Beim Frühstückstisch nahm das Gespräch zwischen meinem Vater und dessen Freund bald eine humoristische Färbung an. Sie hatten in F...[Fallingbostel], einem freundlichen Kirchdorfe und Amtssitz, Jahrelang als Nachbarn Haus an Haus gewohnt und stets gute Freundschaft gehalten. Die Erinnerung an fröhlich verlebte Tage wurde nun wieder einmal gründlich aufgefrischt und manches scherzhafte Ereigniß wurde erzählt und besprochen.

„Weeßt woll noch," so begann unter anderem im Laufe des Gesprächs Freund Wübbe, sich an meinen Vater wendend, „as wi achtunveertig in’n Eekhagen dat groote Volksfest fier’n un Pastor M. ut W... en Red’ holen dä? – Wer trug die Schuld daran, daß die Römer unser Vaterland ungestraft unterjochen durften? so fung de Pastor sien Red' an un dabi keek he jümmer den Küper Johann Stöckmann, de en Koppsläng öwer all de annern Tohörers wegrecken dä, int Gesicht – Wer war Schuld an jener schmachvollen Erniedrigung? frage ich – –"

„Se brukt mi nich jümmer so verdächtig antokieken, Herr Pastor," röp up enmal Jan Stöckmann, – „ick bün’r nich mit bi wesen!" – „Ja, de ole Schelm! de ole Stöckmann!" sagte mein
Vater und lachte, daß ihm die Thränen in die Augen traten. – „Kennst Du den Spaß, den he mal mit Pastor W. hatt hett?

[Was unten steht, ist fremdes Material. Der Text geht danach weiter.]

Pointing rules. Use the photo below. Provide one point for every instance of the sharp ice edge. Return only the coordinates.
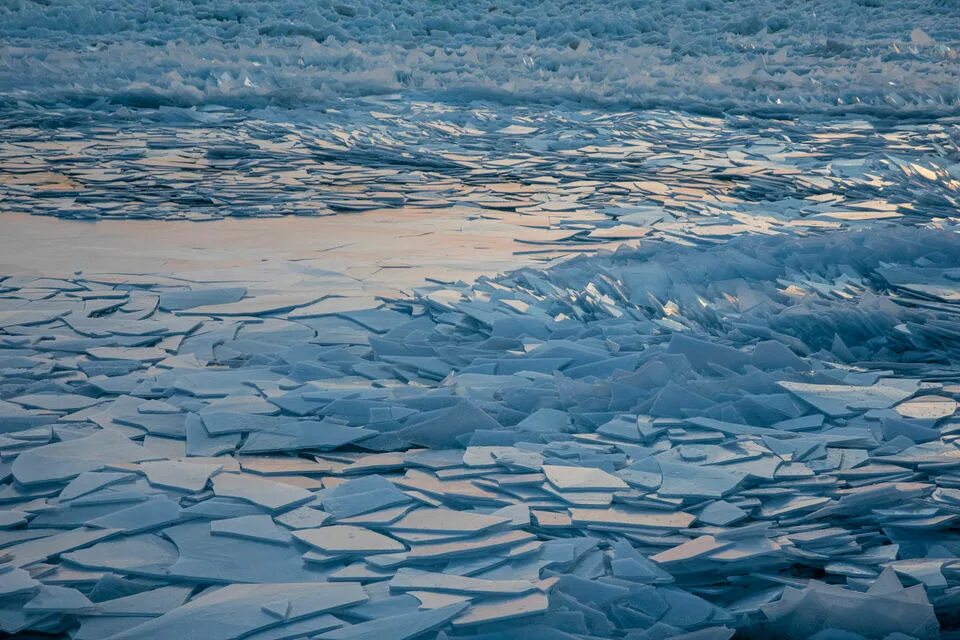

De Pastor hollt dat enes Dages för sien Plicht Stöckmanns Johann wegen sien Supen to vermahnen. „Herr Pastor," seggt Johann, „ick bin woll en beten sehr tom Drunk geneigt, awer ick kann’t ok laten!" „Good, Meister Stöckmann," seggt de Pastor, „dat freut mi, dat min Word nich vergewens to Ihnen spraken sünd."

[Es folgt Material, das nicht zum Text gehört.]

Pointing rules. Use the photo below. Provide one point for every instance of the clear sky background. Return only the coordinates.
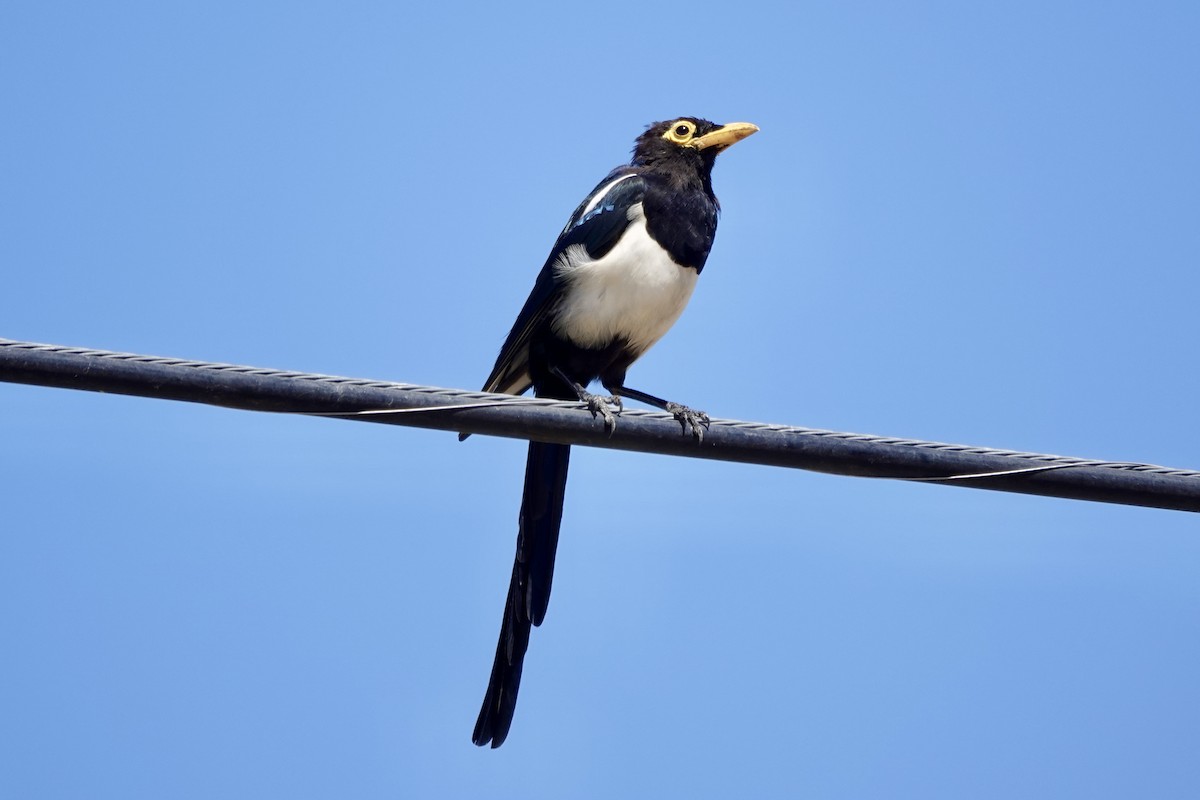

Enige Tied danach drippt de Pastor mal mit Johann Stöckmann up en Kinddöp tosamen un dor mutt he to sien Verwunnerung sehn, dat min leewe Johann en Glas Grock na’n annem wegpietscht, as wenn dat blot Water wör. „Stöckmann," seggt de Pastor liesen un stött Johann in de Sied, „se hebbt mi doch nülich seggt, Se können et laten!" „Kann ick ok, Herr Pastor," seggt Johann un kloppt sick up sein lange Liew, – „hier is noch Platz, hier kann ick enen ganzen Ammer vull laten!"

Unser gastfreundlicher Wirth hatte inzwischen Lagerbier in Flaschen herbeiholen lassen und füllte die Gläser. „Ja," fuhr er fort und strich sich schmunzelnd den braunen, buschigen Schnurrbart – „un de Geschicht von den „heemlichen Fehler" wat wör dat doch man noch? Dat is recht – Johann harr mal för den Amtsauditer Meyer, de jümmer krank wör, en Badewannen makt, awer de Auditer wör slünig verstorven un harr de Wannen gar nich mehr in Gebruk nehmen könnt. „Wat fang ick mit dat grote Küwen an, Stine?" seggt Johann enes Dages to sien Froo. „Will doch mal na den Assesser Grumbart henn un mal hören, wat de dato seggt." – De Assesser Grumbart wör nämlich an Auditer Meyer sien Stä ’na F... henn versett’t worrn, he wör awer nich beleewt, wiel he de Lüd, de wat up’n Amt to dohn harrn, jümmer so groff anhalen dä. – „Herr Assesser," seggt Stöckmanns Johann to den Assesser Grumbart, „ick bin darüm her, ick woll Se mal fragen, ob Se nich villicht enen heemlichen Fehler an sick harrn!" „Was!" begehrt de Assesser up, „was soll das heißen!? Wie können Sie sich unterstehen, hier solche impertinente Reden zu führen!" „Se verstaht mi nich, Herr Assesser," seggt Stöckmanns Johann, „Se möt nämlich weten: ick hev för Ihren Vorgänger Meyer en Küwen makt tom Baden von fiet Foot Läng, he is mi awer leider to fröh storwen, un nu dach ick, wenn mi dat glück, dat Se of enen heemlichen Fehler an Ihren Körper harrn, denn harrn Se dat Küwen ja man gliek mit öwernehmen könnt – ick würr et Ihnen to’n halven Pries laten." – –

Bei solch’ erheiterndem Zwiegespräch waren rasch einige Stunden vergangen und es wurde Zeit, daß mein Vater und ich uns wieder auf den Weg machten. Bevor wir das Heim unseres freundlichen Gastgebers verließen, wurde selbstverständlich noch das Vorhaben besprochen, welches uns zu unserer Reise veranlaßt hatte. Cord Wübbe, der in seiner Jugend in Hannover bei der Artillerie gedient hatte, ließ es sich nicht nehmen, mir allerlei nützliche Winke und Fingerzeige zu ertheilen. An der Gartenpforte verabschiedeten wir uns von unserm liebenswürdigen Wirth und wanderten dann in der Richtung auf Harburg weiter.